Support for OpenSSH from buster-backports about windows-fido-bridge HOT 3 OPEN

I pushed a commit that should fix builds on CMake < 3.16, which also should make CMake in buster compile with no changes. Will work on getting buster-backports instructions into the wiki and builds into apt.mgbowen.dev.

from windows-fido-bridge.

My suggestion is for the documentation (Wiki?) and other related things (Like the apt repository) to mention and support the possibility of installing a supported version of SSH from backports instead of upgrading the entire system to Bullseye for one piece of software.

Fully agree! Thanks for the heads up, I didn't realize OpenSSH was in buster-backports. I'll work on updating the wiki with instructions on how to use it and creating a separate distribution for buster-backports in apt.mgbowen.dev.

erisa@Tuturu:~$ sudo apt install windows-fido-bridge windows-fido-bridge-skapiv5 windows-fido-bridge-skapiv7
[...]
The following packages have unmet dependencies:
 windows-fido-bridge-skapiv5 : Depends: openssh-client (< 1:8.4) but 1:8.4p1-2~bpo10+1 is to be installed
                               Depends: libc6 (>= 2.30) but 2.28-10 is to be installed
                               Depends: libgcc-s1 (>= 3.0) but it is not installable
                               Depends: libstdc++6 (>= 9) but 8.3.0-6 is to be installed
                               Conflicts: windows-fido-bridge-skapiv7 but 1.1.0 is to be installed
 windows-fido-bridge-skapiv7 : Depends: libc6 (>= 2.30) but 2.28-10 is to be installed
                               Depends: libgcc-s1 (>= 3.0) but it is not installable
                               Depends: libstdc++6 (>= 9) but 8.3.0-6 is to be installed
                               Conflicts: windows-fido-bridge-skapiv5 but 1.1.0 is to be installed

That this command didn't work is expected. windows-fido-bridge-skapiv5 and windows-fido-bridge-skapiv7 conflict with each other because you can't install both at the same time. I set it up this way given you'll only ever have one (official) OpenSSH version installed via apt and a single installation of OpenSSH only supports a single sk-api version. Unfortunately, it's not possible for an OpenSSH SK middleware to support multiple sk-api versions in a single library.

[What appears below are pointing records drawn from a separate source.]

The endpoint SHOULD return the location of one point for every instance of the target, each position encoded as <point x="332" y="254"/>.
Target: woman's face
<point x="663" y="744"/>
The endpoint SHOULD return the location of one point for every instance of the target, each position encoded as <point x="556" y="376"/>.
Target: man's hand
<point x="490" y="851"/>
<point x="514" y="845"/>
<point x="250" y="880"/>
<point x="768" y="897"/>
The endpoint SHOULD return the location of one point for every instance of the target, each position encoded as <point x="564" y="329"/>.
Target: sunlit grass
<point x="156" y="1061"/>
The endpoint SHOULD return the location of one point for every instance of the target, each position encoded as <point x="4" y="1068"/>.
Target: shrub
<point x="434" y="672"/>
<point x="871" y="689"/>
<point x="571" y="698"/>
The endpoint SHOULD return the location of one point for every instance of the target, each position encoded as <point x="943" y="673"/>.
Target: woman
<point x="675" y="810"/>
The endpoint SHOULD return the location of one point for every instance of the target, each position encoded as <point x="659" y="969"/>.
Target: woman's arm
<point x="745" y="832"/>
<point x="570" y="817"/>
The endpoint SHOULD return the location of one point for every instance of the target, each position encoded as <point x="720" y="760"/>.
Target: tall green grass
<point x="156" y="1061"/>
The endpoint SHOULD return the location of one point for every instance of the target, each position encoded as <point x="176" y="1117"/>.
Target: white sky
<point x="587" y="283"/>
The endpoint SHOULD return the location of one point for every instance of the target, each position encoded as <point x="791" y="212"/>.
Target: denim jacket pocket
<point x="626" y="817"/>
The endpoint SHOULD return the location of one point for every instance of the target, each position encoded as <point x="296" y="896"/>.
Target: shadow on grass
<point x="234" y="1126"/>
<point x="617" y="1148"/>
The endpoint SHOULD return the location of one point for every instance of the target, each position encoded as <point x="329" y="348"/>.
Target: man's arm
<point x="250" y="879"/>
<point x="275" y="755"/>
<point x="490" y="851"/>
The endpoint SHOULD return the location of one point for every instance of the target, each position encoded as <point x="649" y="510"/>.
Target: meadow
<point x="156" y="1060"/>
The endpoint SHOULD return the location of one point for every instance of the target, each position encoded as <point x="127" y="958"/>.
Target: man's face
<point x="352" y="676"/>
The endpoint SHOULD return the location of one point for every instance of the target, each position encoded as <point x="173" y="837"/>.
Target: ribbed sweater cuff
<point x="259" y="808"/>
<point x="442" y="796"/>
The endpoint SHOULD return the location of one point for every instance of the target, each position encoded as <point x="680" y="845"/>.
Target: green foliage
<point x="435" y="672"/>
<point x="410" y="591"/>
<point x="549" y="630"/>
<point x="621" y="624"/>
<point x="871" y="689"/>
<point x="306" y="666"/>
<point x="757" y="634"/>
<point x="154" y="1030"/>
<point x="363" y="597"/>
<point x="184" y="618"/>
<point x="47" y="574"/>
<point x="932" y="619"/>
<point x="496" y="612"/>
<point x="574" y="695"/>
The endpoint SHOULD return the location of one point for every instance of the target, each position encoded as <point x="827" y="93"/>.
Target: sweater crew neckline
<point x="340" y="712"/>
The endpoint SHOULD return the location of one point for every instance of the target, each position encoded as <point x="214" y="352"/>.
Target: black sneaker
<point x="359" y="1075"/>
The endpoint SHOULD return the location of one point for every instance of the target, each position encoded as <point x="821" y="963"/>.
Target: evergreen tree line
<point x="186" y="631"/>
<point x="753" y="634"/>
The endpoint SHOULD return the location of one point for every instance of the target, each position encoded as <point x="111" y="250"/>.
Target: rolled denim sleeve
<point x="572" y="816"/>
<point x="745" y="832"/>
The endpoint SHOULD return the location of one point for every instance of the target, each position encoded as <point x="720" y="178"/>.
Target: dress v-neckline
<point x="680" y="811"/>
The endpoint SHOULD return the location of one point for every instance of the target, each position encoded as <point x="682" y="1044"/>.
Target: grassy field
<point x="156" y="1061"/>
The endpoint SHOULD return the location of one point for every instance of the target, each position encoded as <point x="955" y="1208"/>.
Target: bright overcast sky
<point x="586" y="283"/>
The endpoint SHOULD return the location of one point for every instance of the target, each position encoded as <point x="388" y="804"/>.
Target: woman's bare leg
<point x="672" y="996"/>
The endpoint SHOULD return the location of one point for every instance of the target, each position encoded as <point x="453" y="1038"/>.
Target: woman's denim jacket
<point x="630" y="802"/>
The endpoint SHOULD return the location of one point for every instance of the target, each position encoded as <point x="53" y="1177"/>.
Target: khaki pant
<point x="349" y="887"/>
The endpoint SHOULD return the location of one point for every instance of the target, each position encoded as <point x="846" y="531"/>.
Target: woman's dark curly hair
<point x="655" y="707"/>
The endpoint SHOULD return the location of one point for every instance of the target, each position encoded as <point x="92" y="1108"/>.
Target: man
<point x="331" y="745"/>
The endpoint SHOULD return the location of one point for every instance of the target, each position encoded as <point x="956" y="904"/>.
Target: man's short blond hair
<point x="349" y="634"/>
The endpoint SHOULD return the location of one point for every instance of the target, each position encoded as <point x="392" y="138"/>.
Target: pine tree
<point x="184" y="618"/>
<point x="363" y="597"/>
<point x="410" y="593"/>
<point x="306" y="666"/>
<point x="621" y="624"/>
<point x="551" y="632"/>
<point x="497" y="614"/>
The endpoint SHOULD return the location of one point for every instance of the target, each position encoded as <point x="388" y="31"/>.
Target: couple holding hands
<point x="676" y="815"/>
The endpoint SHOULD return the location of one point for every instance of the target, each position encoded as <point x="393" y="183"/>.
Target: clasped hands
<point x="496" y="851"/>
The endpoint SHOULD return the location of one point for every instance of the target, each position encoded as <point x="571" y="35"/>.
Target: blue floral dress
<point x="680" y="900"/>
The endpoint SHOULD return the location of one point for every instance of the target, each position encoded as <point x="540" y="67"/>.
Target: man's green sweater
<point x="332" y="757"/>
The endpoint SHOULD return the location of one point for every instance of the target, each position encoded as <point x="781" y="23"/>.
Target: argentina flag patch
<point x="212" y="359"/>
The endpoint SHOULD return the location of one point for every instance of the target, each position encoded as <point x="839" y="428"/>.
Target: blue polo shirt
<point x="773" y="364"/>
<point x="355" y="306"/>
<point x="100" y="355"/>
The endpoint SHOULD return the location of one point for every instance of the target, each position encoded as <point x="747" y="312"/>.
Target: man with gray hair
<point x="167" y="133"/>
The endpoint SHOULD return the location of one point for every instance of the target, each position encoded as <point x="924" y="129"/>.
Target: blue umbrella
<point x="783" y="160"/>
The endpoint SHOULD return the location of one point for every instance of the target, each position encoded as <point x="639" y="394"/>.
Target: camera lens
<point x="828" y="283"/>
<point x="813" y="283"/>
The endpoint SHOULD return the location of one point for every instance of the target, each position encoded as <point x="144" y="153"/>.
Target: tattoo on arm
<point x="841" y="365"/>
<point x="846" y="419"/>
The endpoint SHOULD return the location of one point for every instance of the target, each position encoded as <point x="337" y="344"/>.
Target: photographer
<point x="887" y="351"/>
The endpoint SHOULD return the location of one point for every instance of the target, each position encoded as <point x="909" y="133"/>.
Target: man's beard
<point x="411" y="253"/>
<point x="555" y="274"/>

My intention with the separate skapi packages was to allow for sudo apt install windows-fido-bridge to install the correct version windows-fido-bridge-skapi package automatically, but I think because you're trying to install the bullseye debs on a buster installation, it fails due to the issues that apt printed: among other newer libraries, the windows-fido-bridge library depends on libc6 >= 2.30, but buster only has 2.28, even with the buster-backports repo set up (you can at the top right of libc6's info page that buster-backports does not provide an updated version of libc6, which makes sense given AFAIK it's somewhat of a dangerous/intrusive upgrade). Building packages targeting buster-backports should resolve the issue.

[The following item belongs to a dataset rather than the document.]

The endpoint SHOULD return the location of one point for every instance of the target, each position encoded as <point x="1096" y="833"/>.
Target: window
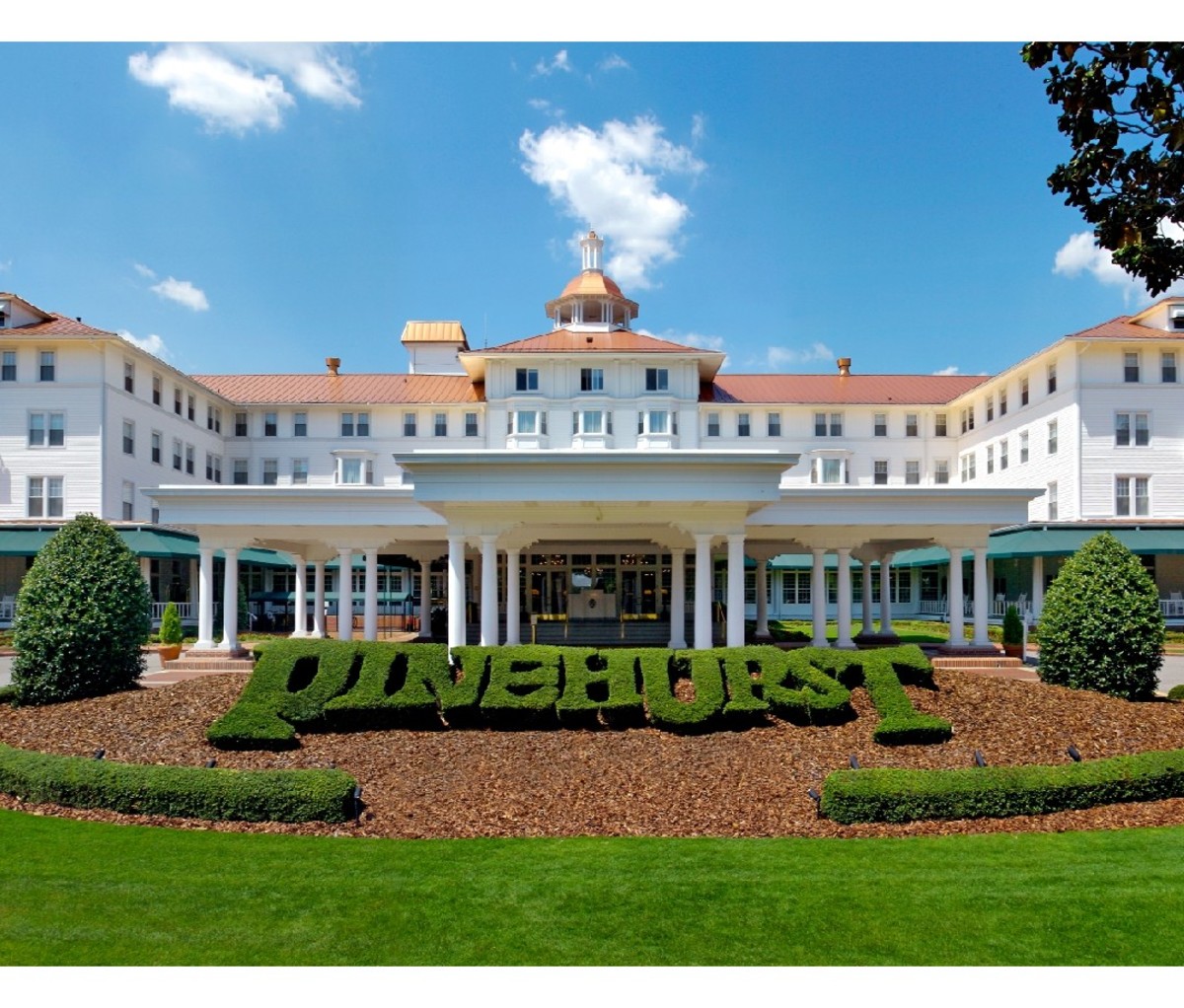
<point x="45" y="497"/>
<point x="1126" y="422"/>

That said, if the automatic selection fails, manually specifying the correct skapi package that goes with your OpenSSH version in addition to windows-fido-bridge itself should still work. For example, on a system with OpenSSH 8.4, this should work assuming the correct dependencies are available:

sudo apt install windows-fido-bridge windows-fido-bridge-skapiv7

But ideally I'd like to fix the auto selection if it's broken.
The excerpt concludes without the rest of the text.